The Invitation by Jude Deveraux


  Now the best Cole could hope for was to protect Dorie. Bending toward her, he put his hand under her chin and looked into her eyes. “The minute I go out that door, I want you to go through the opposite door and mingle with the other passengers. Do you understand me? No matter what you hear outside, stay on the train, and don’t let Ford know you have any connection with me.”

  Suddenly Cole felt sick to his stomach. If Ford killed him, what would keep that killer from boarding the train and plundering it? Even if Ford didn’t know that Dorie had any connection with him, he would see that she was young and vulnerable. And pretty, he thought, with her hair hanging down her back in a thick braid, with the soft ruffle of her nightgown about her neck and the way she was looking up at him. He was seeing what he would lose.

  Quickly, with great fervor, he kissed her, and when he drew away from her, he was almost dizzy from the kiss. “I’ll see you later, all right?” he said, pretending that he’d be back, but then he said, “Tell your sister to take care of you and that I said you deserve more of a man than Mr. Pepper.”

  He wanted her to smile at him, but she didn’t. Her eyes were huge, and he knew that if he stayed another minute he’d drown in them, and in that minute he was sure he was going to die. What had kept him alive all these years was the fact that he didn’t care whether he lived or died. But right now he did care. He cared very much.

  “Hunter, you got ten seconds and then I’m comin’ in.”

  “Take care of yourself, Apollodoria,” Cole whispered, then straightened up and went to the back door of the train car.

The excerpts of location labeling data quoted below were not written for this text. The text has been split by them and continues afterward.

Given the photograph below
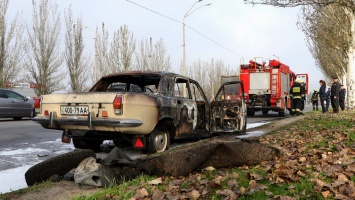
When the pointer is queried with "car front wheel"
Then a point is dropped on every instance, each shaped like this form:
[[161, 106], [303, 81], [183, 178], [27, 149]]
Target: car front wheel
[[157, 141]]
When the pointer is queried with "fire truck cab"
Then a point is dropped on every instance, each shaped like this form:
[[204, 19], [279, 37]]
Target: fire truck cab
[[267, 87]]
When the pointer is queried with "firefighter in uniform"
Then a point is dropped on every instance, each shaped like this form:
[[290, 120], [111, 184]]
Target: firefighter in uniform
[[334, 94], [315, 99], [297, 95], [342, 95]]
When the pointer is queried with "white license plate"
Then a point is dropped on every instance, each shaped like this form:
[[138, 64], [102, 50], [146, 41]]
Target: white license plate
[[74, 110]]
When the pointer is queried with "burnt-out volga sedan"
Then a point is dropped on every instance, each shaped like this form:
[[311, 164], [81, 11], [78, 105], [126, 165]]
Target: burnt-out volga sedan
[[145, 109]]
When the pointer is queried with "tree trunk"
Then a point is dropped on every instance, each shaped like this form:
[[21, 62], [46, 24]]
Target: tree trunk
[[351, 63]]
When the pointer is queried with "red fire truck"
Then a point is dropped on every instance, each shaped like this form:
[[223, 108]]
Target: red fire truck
[[267, 87]]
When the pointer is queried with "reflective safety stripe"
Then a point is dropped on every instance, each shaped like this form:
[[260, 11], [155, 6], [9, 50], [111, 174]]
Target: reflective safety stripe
[[296, 89]]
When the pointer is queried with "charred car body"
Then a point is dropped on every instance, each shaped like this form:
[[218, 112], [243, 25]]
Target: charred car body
[[144, 108]]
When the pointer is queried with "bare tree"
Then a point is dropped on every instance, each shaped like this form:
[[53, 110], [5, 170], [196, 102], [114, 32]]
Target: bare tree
[[77, 63], [11, 46], [325, 28], [122, 50], [348, 7], [102, 53], [44, 57], [153, 56]]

  “You took long enough,” Ford said when Cole emerged onto the platform at the back of the train.

  Cole stood still, waiting for the man to make the first move. Cole’s only chance for survival was to drop to the floor of the platform at the first movement from any of the four men and start shooting. That way maybe he could get three of them before he was killed. At least that would be three fewer to possibly hurt Dorie. He’d take Ford first, and then maybe his men would scatter, or maybe the cowards on the train, who had to be watching from every window, would help.

  Chapter Seven

  One moment Cole’s heart was in his throat, for he knew that he was seeing his last minutes of life, and the next he didn’t know what had happened. Dorie rushed out of the train, her small body nearly hidden in a flurry of ruffles and the voluminous skirt of her nightgown. She had loosened her hair and allowed it to spring out from her head—and spring was just what it did. He had thought her hair was straight and could see now why she kept it pulled back so severely. Taming her hair was akin to taming a wild horse just off the plains. It billowed about her head like a honey-colored cloud. And damn it, he thought, she looked just like an angel. Never in his life had he felt so protective of another human as he felt of this one.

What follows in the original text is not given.